La band è un quartetto di Chicago 50/50 m/f: un modo telegrafico per dire che un certo “pop appeal” è quasi garantito. La cosa ha una certa funzionalità, ma lo vedremo a tempo debito, alla voce “sound”. Giovani carini e spregiudicati, o comunque al sicuro dall’epidemia, con quella line-up così, di dover implicitamente veicolare rassicuranti messaggi di pace e amore.
E con questo siamo già al “disco”: un esordio, fulmineo nella sua durata ma già adeguato showcase delle capacità creative degli autori, col quale questi stessi cercano di irrompere, in maniera ironica e smaliziata, nella cinica frenesia di questo nuovo decennio. E’ dalle nuove band che vedi se gli anni 2000 sono iniziati, non dal quarto disco dei capofila di 10 anni fa. E questo decennio – lo stiamo vedendo – si è già annunciato, con una certa prepotenza, come epoca di “riposo” da certa problematicità sociale-sociologica o comunque extra-musicale. E’ il tempo del disimpegno, forse l’unica risposta sensata, per non sentirsi del tutto impotenti, ai mugugni e dai malumori dei grandi poteri di questo mondo. E’ il tempo della new-new-wave, del disco-punk che sfacciatamente non teme di sembrare orecchiabile e divertente.

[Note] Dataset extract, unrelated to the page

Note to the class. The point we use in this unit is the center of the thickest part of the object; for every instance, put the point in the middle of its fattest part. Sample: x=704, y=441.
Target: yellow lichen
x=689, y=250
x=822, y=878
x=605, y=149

E siamo al “sound”, in ultimo. Qualche indizio lo abbiamo già lanciato, ma occorrono ulteriori precisazioni. Fermo restando il disimpegno, fermo restando il cinismo nel raccontare una storia andata a male come fosse un acquisto sbagliato, le componenti pop e punk-wave si sposano qui con modalità nuove e, reputo, anche discutibili. La vernice power-pop dei New Black sembra l’unica possibile, priva di radici/lezioni assimilate. Sembrano proprio così come suonano, insomma, laddove ciò che ti colpisce di molti nomi dance-punk è il fatto di non sembrare veri, quasi parodistici.
Ci sono, non ci fanno i New Black, e la cosa potrebbe pure andar bene nel momento in cui comincia un decennio e tu sei lì, al primo album, con tutto ancora da dire e un mare di direzioni tra cui poter scegliere senza vincoli quella da intraprendere. Potrebbero aprire un filone se ne avessero le doti. Potrebbero essere i Pixies 15 anni dopo, mutatis mutandis e alla faccia delle reunion. Ma, ascolto dopo ascolto, continuano a non convincermi. Stoffa e personalità sono quelle di un gruppo pop – in toto – che fa l’occhiolino a suoni un po’ più ostici per assumere quell’aria, come dire, “twisted”. Come modus operandi preferisco ancora quello che fa il percorso inverso.